Iamblichos’ novel (generally dated to the second half of the second century AD), the Babylonian Tales (Βαβυλωνιακά, Babyloniaka), unfortunately has been lost and is known only through scattered fragments of various extent: an excerpt within the historical anthologies compiled for/by Constantine VII Porphyrogenitus (905-959, emperor since 913), the so-called Excerpta Constantiniana; a some one hundred short quotations included in the massive tenth-century dictionary-encyclopaedia known as the Suda. And the earlier and the most important evidence: the epitome by Photios (9th century), patriarch of Constantinople, in chapter 94 of his Library (Bibliotheca), which informs us about the extraordinary and complex plot of this novel and its author.
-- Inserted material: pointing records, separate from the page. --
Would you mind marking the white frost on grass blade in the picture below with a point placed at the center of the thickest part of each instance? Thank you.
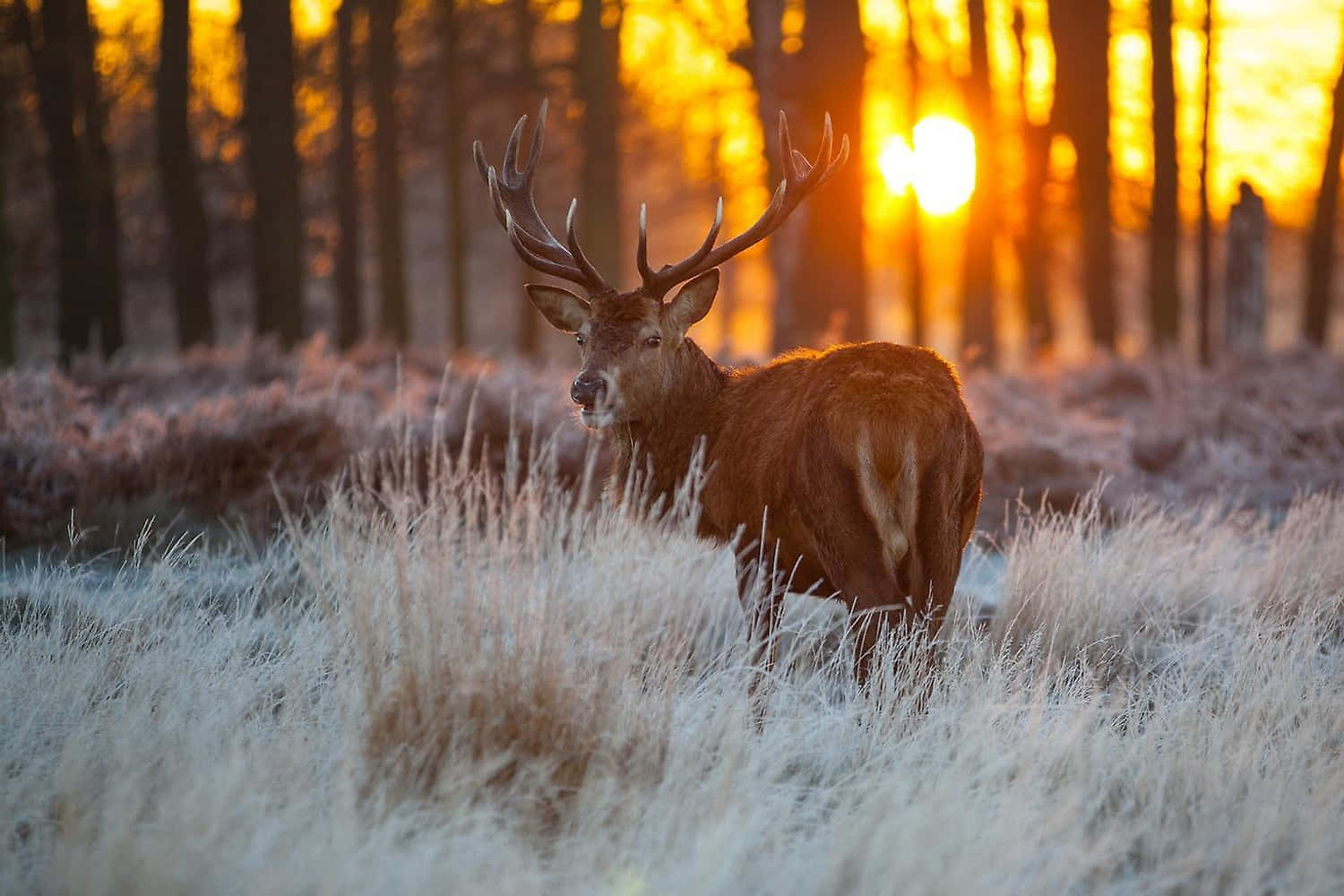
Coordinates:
(488, 689)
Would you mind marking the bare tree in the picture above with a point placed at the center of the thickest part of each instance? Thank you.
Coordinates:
(1164, 223)
(599, 177)
(1032, 250)
(1081, 31)
(830, 290)
(523, 22)
(104, 228)
(454, 150)
(346, 183)
(1320, 260)
(765, 64)
(389, 202)
(978, 271)
(188, 234)
(273, 167)
(913, 249)
(1244, 284)
(8, 355)
(50, 54)
(1206, 228)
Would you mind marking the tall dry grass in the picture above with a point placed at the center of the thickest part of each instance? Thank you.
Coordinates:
(494, 686)
(220, 433)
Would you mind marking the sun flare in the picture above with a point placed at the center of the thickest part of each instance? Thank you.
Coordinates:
(941, 167)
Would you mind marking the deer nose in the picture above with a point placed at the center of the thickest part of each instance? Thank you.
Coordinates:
(588, 390)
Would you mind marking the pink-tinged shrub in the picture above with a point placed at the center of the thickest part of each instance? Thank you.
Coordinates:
(222, 433)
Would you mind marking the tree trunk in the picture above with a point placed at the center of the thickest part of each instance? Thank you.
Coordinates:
(913, 249)
(7, 295)
(1320, 260)
(599, 177)
(1164, 225)
(1206, 263)
(51, 59)
(273, 167)
(1081, 31)
(978, 338)
(346, 185)
(830, 289)
(524, 34)
(1244, 288)
(765, 22)
(187, 228)
(389, 203)
(104, 231)
(1040, 330)
(454, 151)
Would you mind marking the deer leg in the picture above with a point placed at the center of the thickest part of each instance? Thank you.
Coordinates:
(857, 559)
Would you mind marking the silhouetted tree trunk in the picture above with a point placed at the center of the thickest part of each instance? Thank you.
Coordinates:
(187, 228)
(1164, 223)
(830, 288)
(524, 32)
(346, 185)
(273, 167)
(453, 152)
(53, 65)
(1320, 260)
(1206, 228)
(599, 177)
(389, 203)
(914, 218)
(1244, 287)
(1040, 330)
(104, 233)
(978, 338)
(1081, 31)
(762, 59)
(7, 296)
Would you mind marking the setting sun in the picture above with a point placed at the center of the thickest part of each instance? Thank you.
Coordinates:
(941, 167)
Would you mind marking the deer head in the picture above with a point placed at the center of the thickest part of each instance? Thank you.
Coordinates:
(633, 346)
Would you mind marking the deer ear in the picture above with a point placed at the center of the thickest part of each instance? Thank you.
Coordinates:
(564, 311)
(693, 303)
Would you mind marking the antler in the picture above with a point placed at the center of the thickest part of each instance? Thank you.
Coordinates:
(800, 179)
(515, 207)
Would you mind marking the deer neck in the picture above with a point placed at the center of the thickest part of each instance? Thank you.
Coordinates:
(664, 444)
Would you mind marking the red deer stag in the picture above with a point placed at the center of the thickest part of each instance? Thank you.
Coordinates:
(859, 465)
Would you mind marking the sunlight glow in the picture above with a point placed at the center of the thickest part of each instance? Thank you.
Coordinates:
(941, 167)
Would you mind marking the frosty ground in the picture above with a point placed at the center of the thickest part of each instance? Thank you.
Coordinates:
(443, 675)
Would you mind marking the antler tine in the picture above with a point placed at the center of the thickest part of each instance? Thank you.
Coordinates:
(800, 177)
(824, 152)
(577, 252)
(535, 152)
(510, 166)
(672, 274)
(642, 250)
(787, 151)
(841, 158)
(534, 260)
(515, 207)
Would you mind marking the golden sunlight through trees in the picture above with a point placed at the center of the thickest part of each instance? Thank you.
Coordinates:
(941, 167)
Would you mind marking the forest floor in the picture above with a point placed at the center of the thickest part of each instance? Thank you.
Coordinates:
(357, 649)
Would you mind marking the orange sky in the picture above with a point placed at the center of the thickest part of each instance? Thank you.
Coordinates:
(1273, 69)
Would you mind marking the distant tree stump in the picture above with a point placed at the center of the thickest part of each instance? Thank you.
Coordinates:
(1244, 308)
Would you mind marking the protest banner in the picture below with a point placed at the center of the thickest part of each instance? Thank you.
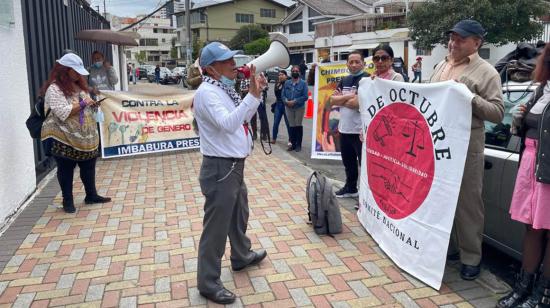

I would like to provide an overview of the these testimonies with particular regard to Photios in an attempt to understand if it is possible to recognize in his summary specific words and expressions as actually belonging to Iamblichos’ novel. Unlike Photios, a somewhat different approach to the texts manifests in the anthologies of Constantine VII, which aimed to provide the reader not with brief summaries, but literal and more extended extracts. The latest evidence for Iamblichos’ novel comes from the Suda: it was compiled at roughly the same time, most likely in the same imperial and cultural milieu of the Excerpta Constantiniana, and probably made with the same textual materials, but with different purposes.

This overview on survival and loss of the Babylonian Tales in the Byzantine period starts with the oldest and problematic reference to Iamblichos: the mention of his name –which is literally possible, but not textually certain– in the late fourth-century medical treatise by Theodorus Priscianus.


Please contact Evelien Bracke for the link.

Talk for the Department of Literature: Claire Jackson en Koen De Temmerman: “Novel Echoes: Receptions of the Ancient Novel in Postclassical Traditions”

The Literature Department invites you to the following lecture on Thursday 17th December at 12 noon. Claire Jackson and Koen De Temmerman will introduce the Novel Echoes project: “Novel Echoes: Receptions of the Ancient Novel in Postclassical Traditions”.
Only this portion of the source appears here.